Almost immediately, other media sensationalized "a new gay disease." Not surprisingly, the news coverage caused fear and even anger in San Francisco, and raised anxiety for many of our clients.
The Foundation issued a press release explaining that MRSA has been present in the population for 15 years. A serious infection, MRSA does cause 19,000 deaths annually, but these are primarily among elderly hospital patients. The bottom line? MRSA transmission can normally be prevented with simple soap and water. Two days later, the Foundation hosted a public conversation about MRSA at
Magnet, the Foundation's health and community center in the Castro; and joined with other local organizations to sponsor a follow-up forum two weeks later. By then, the University had apologized for its misleading report, and the Times went so far as retracting its article.
Sometimes the Foundation needs to remind the government of the importance of research, too. Through our federal policy efforts, we have consistently challenged the Congressional ban on federal funding for needle exchange. Until just last December, even dollars raised locally in Washington, D.C., were prohibited from going towards providing clean needles there, despite the city's alarming rate of HIV prevalence, 5% of the city's total population, the highest by far of any city in the nation. Like a stinging gadfly, the San Francisco AIDS Foundation reminds lawmakers that scientific evidence, not ideology, should guide their legislation.
More recently, the Foundation has focused on the role of evidence in evaluating programs, and how valid and reliable that evidence might be for replicating our strategies in other organizations and communities. Several of our community programs, including
Magnet,
Black Brothers Esteem, the
Speed Project, and
Stonewall, compliment their focus on HIV prevention and treatment with an emphasis on promoting health. If we enable individuals to connect with their desires for a hopeful, meaningful future shared with friends, partners, neighbors and families, we know they are far more likely to make smarter choices surrounding drug use and HIV risk behaviors.
Of course, interventions like these are most useful when we can confirm their validity through research; evidence of their effectiveness helps us document our progress against HIV and work to replicate the programs elsewhere. But because of their focus on community wellness, such programs don't lend themselves to randomized controlled trials, the current gold-standard of HIV/AIDS research. Our innovative programs require new means of evaluation.
That's why the Foundation has spearheaded a series of national discussions about the various types and quality of research that may be used as valid evidence for replication of programs and services.
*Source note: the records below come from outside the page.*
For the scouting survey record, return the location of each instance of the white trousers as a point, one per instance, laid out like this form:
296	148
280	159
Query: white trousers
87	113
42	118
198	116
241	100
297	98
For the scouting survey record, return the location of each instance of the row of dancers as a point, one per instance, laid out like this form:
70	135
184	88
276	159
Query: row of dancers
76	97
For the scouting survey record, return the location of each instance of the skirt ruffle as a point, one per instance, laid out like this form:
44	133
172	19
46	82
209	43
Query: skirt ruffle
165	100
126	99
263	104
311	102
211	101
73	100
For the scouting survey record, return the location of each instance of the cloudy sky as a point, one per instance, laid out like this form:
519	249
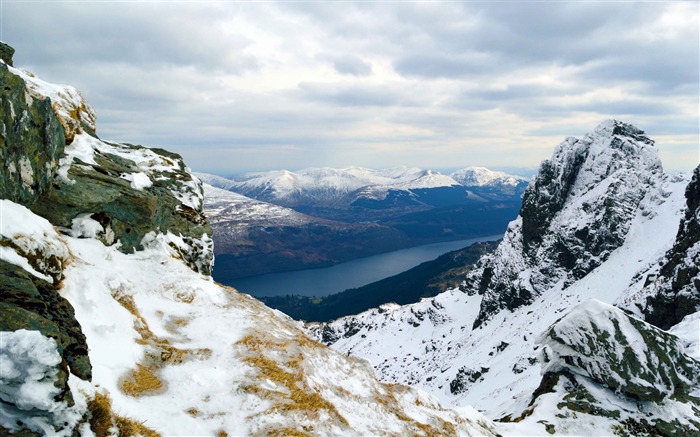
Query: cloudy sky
237	86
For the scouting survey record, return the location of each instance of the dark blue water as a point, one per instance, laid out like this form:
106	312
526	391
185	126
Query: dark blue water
351	274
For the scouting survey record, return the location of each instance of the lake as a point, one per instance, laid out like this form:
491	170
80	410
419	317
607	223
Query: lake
351	274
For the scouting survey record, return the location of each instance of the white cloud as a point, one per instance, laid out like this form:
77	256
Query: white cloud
265	85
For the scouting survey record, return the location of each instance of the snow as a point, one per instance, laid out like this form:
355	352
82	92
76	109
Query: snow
66	101
29	366
85	227
150	166
328	184
139	180
429	352
28	369
481	177
225	206
132	306
688	330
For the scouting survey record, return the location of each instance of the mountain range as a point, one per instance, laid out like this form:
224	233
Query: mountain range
111	323
281	220
583	321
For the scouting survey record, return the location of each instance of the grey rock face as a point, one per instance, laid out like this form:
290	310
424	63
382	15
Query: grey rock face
32	140
6	53
622	352
675	293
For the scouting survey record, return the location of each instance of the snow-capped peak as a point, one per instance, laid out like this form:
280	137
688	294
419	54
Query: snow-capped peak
482	176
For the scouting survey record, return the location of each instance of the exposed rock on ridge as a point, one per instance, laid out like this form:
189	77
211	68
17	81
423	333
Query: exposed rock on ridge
645	372
675	293
169	346
574	214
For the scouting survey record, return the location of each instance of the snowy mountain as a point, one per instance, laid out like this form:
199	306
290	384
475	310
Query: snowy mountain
254	237
111	324
599	227
483	177
281	221
339	187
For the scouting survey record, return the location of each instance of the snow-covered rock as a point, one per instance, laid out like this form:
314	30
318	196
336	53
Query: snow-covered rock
670	290
614	371
483	177
575	212
495	364
170	349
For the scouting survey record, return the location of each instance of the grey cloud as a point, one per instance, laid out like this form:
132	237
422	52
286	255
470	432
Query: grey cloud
128	33
351	65
357	95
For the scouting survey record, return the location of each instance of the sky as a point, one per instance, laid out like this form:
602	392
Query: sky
258	85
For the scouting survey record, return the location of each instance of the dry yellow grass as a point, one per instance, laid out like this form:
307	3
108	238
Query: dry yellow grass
193	412
302	397
144	380
141	381
103	422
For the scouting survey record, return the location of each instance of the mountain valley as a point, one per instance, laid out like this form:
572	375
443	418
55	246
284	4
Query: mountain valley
583	320
321	217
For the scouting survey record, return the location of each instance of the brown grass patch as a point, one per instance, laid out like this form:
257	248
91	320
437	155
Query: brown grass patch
103	421
142	381
301	397
288	432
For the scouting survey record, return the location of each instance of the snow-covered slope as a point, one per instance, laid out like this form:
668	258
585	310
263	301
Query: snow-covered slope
101	338
480	347
226	206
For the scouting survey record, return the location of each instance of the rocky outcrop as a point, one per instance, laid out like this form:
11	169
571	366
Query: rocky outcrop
622	352
675	292
128	196
575	213
6	53
56	165
642	370
127	192
31	140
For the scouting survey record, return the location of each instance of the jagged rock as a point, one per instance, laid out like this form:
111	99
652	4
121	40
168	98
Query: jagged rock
621	352
675	292
168	201
47	132
31	140
574	214
599	361
6	53
30	303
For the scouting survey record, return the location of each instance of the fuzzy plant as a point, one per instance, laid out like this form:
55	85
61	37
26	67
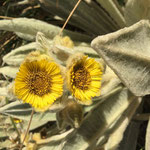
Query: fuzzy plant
82	89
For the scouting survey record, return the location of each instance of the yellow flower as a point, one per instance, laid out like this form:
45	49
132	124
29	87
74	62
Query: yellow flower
84	78
39	83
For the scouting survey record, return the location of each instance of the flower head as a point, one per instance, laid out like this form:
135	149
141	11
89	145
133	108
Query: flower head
84	78
39	83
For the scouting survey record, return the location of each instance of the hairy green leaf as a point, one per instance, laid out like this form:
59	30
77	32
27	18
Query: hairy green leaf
99	120
127	52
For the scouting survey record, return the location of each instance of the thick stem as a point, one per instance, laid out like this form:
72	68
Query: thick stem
27	131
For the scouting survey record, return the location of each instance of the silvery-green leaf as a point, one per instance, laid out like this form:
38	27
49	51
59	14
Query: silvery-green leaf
136	10
55	142
127	53
113	11
9	71
16	56
147	144
120	126
109	81
102	98
99	120
129	141
32	26
22	111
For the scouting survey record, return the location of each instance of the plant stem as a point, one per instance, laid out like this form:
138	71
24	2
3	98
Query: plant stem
27	131
12	120
69	16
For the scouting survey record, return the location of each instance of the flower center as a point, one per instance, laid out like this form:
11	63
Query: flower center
81	78
39	83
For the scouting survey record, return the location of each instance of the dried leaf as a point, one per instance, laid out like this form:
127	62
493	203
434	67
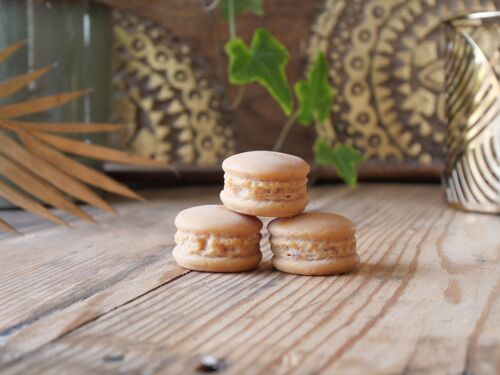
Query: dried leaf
40	189
7	228
22	200
7	52
13	85
38	105
50	173
94	151
75	169
60	127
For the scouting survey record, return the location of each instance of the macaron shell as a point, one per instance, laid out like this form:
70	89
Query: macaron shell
216	219
266	165
322	267
268	208
207	264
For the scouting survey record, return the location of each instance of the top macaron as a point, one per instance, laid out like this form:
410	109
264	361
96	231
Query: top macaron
265	183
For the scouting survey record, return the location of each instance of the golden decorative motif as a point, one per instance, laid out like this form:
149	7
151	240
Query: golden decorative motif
386	63
472	175
172	109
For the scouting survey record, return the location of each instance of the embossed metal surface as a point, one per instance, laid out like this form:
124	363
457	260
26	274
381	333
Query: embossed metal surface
173	109
386	59
472	175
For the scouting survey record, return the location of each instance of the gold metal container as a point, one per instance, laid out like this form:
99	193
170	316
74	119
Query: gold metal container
471	178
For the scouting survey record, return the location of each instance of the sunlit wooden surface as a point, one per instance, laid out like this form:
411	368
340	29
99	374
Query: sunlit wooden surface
107	298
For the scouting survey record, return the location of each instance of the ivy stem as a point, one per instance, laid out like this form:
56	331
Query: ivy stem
285	130
232	19
239	98
211	7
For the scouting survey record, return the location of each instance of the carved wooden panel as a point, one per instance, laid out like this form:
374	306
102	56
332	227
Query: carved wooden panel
386	64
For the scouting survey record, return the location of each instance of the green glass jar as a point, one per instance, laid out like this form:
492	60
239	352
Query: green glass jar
74	36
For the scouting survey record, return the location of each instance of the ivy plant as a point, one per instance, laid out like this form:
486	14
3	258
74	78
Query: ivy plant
264	62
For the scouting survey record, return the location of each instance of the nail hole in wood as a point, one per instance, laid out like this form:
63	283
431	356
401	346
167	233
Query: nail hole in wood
210	363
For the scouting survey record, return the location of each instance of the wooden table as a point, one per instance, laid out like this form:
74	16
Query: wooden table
108	298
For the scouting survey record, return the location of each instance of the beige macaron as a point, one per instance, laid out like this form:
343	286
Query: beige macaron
265	183
313	243
214	239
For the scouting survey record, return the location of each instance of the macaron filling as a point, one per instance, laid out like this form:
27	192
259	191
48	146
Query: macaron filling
307	249
214	245
258	189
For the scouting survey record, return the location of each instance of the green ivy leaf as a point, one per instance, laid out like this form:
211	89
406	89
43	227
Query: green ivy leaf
315	94
343	158
242	6
264	62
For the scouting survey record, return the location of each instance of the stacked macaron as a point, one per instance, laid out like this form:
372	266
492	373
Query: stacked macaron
226	238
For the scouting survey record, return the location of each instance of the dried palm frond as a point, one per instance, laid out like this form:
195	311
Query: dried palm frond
34	160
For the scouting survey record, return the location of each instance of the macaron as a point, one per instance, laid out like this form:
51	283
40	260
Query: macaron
214	239
265	183
313	243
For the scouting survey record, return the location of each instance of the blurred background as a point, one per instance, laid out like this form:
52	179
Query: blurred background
160	68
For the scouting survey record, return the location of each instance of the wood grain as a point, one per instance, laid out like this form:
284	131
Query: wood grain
426	299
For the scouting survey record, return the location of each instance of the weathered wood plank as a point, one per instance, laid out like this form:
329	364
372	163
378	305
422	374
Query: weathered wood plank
425	300
55	280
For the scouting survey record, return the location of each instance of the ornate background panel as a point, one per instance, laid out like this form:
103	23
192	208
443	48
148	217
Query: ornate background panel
165	95
387	64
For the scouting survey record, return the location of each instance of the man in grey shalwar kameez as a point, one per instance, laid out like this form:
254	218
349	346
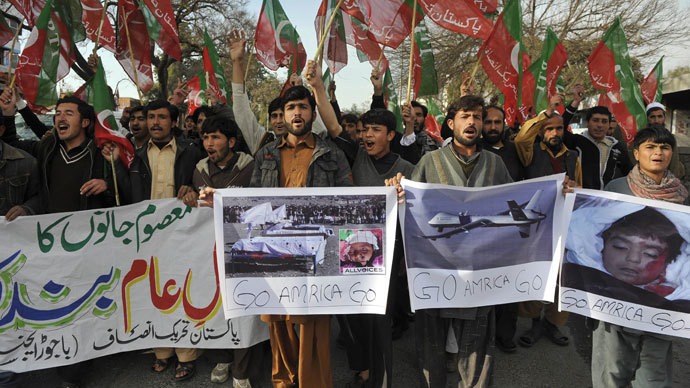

We hope to identify criteria that, while still rigorous, incorporate the lived experiences of individuals and communities affected by HIV/AIDS. Simultaneously, we're partnering with San Francisco State University to collect from our programs precisely that kind of meaningful evidence, specifically in 13 broad domains including social support networks, substance abuse, life stability, and spirituality.
At the San Francisco AIDS Foundation, we believe the effort to use research to establish a solid base of evidence is necessary to develop robust strategies and programs to eliminate new HIV infections. We will call for more targeted HIV/AIDS research, interpret it, share it, sometimes argue with it, other times defend it, and now even shape it. We'll continue to do so until the only researchers interested in HIV are historians.